Nacho Libre is a 2006 comedy sports film, loosely based on the story of Sergio Gutiérrez Benítez, a monk who fought as a luchador to support his orphanage. Starring Jack Black as the titular character, this film tells the tale of Ignacio "Nacho", a cook at a Mexican Catholic orphanage who teams up with a thief named Steven to fight in the arena as a masked luchador, in order to secure funds to buy food for his orphanage.

Alright, I'll be honest. This movie is... lowbrow, to say the least. But was really kills it is that it had a lot of potential to be great. This movie is from the director of Napoleon Dynamite, and stars comedic mainstay Jack Black. It even copies the food dish opening credits from that film.

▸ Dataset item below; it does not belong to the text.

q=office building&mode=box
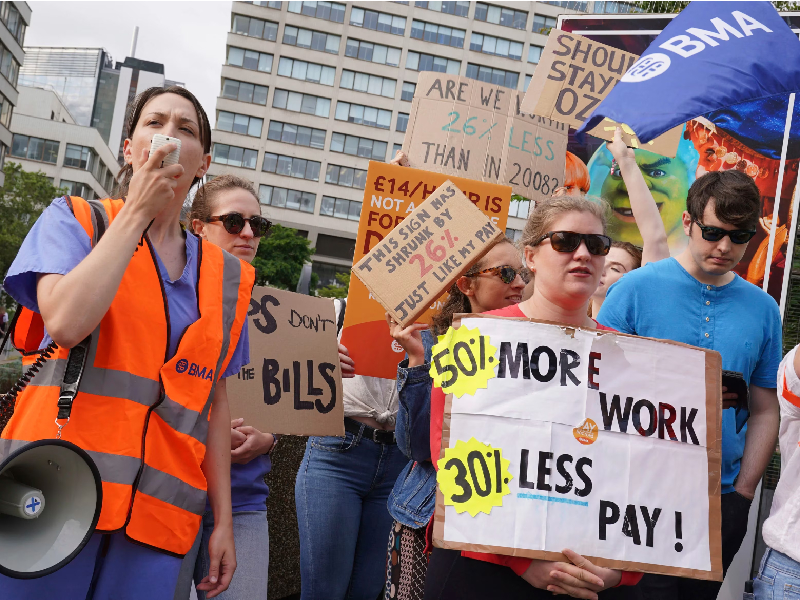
[0,2,31,186]
[8,85,120,199]
[20,47,183,159]
[207,1,640,285]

What could have been a cleverly made, laugh out loud comedy devolves into an aimless, run-of-the-mill underdog sports movie. And really, it barely is a sports movie, spending only a minimal amount of time in the luchador setting, focusing more on bizarre, unrelated incidents than on any central plot. A lot of the jokes involve crude humor or soulless slapstick, begging for laughs. Another annoying thing about this film is that some of the dialogue is in Spanish, which might throw some viewers off.

However, I'll give the film credit for giving good chemistry between Nacho and the leading lady, Sister Encarnación (Ana de la Reguera). Their romance is chaste and clean, but also rather sweet. I also praise the film for offering a view of Christianity that isn't extremely warped and unflattering. Nacho, in that regard, is a credit to his order.

But in the end, Nacho Libre is still a lowbrow comedy film gone horribly wrong. It might be entertaining to younger audiences, but it is by no means even a fairly good film.